Les dirigeants croates se sont félicités mardi de la décision de la Cour internationale de justice (CIJ) de se déclarer compétente pour juger une plainte de la Croatie qui accuse la Serbie de génocide pendant la guerre de 1991-1995.
"Cette décision était attendue, compte tenu de tout ce qui s'est passé" pendant le conflit, a déclaré à la presse le président croate Stipe Mesic, qui participait aux cérémonies marquant le 17e anniversaire de la prise de Vukovar (est) par les forces yougoslaves et serbes, au début de la guerre.
"Nous avons appris cette nouvelle à Vukovar.

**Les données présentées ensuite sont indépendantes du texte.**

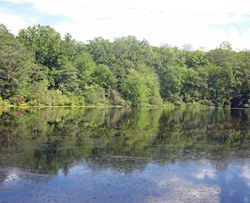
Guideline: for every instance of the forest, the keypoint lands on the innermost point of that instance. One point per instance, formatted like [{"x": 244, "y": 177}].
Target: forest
[{"x": 39, "y": 67}]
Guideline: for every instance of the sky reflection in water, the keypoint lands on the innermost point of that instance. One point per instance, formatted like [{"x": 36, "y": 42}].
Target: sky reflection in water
[{"x": 125, "y": 156}]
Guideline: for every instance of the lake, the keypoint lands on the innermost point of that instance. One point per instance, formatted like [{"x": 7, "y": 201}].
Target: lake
[{"x": 124, "y": 155}]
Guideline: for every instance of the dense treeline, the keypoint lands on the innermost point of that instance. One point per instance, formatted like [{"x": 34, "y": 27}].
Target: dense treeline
[{"x": 38, "y": 67}]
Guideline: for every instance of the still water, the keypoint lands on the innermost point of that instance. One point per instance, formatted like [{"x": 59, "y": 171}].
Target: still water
[{"x": 124, "y": 155}]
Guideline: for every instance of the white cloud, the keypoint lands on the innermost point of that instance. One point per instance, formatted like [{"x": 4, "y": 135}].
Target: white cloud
[
  {"x": 160, "y": 21},
  {"x": 205, "y": 172},
  {"x": 13, "y": 23}
]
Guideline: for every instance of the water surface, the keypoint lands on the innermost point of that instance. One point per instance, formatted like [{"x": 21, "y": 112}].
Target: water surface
[{"x": 124, "y": 155}]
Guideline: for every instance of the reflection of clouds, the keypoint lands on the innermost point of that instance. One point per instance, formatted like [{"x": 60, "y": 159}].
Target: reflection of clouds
[
  {"x": 205, "y": 172},
  {"x": 246, "y": 174},
  {"x": 12, "y": 175},
  {"x": 186, "y": 191}
]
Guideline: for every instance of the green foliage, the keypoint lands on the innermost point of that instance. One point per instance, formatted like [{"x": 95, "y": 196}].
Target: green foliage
[{"x": 45, "y": 69}]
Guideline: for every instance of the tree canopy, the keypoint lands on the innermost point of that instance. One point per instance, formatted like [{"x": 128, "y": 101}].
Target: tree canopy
[{"x": 44, "y": 68}]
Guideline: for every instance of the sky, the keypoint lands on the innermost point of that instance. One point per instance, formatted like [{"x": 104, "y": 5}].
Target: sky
[{"x": 204, "y": 24}]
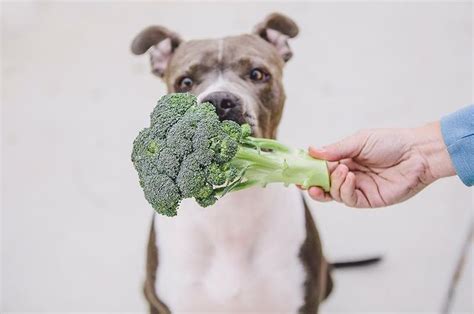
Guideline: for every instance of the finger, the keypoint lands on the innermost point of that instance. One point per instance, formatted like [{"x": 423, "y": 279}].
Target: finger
[
  {"x": 337, "y": 178},
  {"x": 345, "y": 148},
  {"x": 332, "y": 165},
  {"x": 319, "y": 195},
  {"x": 350, "y": 195}
]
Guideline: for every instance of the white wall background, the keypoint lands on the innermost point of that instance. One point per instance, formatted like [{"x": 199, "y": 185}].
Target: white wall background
[{"x": 75, "y": 221}]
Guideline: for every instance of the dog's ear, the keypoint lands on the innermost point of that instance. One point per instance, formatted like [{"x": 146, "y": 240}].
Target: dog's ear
[
  {"x": 277, "y": 29},
  {"x": 160, "y": 42}
]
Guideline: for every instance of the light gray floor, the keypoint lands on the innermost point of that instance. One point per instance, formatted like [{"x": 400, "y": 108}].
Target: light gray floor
[{"x": 74, "y": 218}]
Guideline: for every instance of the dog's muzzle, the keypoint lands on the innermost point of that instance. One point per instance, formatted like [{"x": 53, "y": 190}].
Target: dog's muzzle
[{"x": 228, "y": 106}]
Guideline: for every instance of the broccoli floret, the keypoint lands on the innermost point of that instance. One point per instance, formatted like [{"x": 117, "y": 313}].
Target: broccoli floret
[{"x": 188, "y": 153}]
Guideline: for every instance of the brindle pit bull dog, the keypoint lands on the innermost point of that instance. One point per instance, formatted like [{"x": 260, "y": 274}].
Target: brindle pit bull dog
[{"x": 256, "y": 250}]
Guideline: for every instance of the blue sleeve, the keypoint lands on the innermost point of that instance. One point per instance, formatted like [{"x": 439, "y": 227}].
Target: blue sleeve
[{"x": 458, "y": 133}]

C'est symbolique, car on se souvient justement aujourd'hui des victimes de Vukovar", a ajouté M. Mesic, cité par l'agence de presse croate Hina.
Dans la journée, la CIJ a annoncé à La Haye qu'elle allait se pencher sur la plainte que la Croatie avait portée en 1999 devant cette Cour, accusant les autorités de Belgrade de violations de la convention de 1948 sur la prévention et la répression du génocide durant la guerre de Croatie, qui fit 20.000 morts.
Le Premier ministre croate Ivo Sanader, également à Vukovar, a déclaré qu'"il est temps que la Serbie affronte le passé".
Les crimes commis à Vukovar, qui fut un des plus sanglants épisodes de la guerre de Croatie, figurent dans l'inculpation de Zagreb.
L'arrêt de la CIJ ne préjuge en rien de sa décision sur le fond, mais il ouvre la voie au second procès pour génocide devant la Cour, après un autre que la Bosnie avait intenté contre la Serbie.
La proclamation par la Croatie de son indépendance de la Yougoslavie, en 1991, a été suivie d'une guerre entre les forces de Zagreb et des sécessionnistes serbes appuyés par l'armée fédérale yougoslave.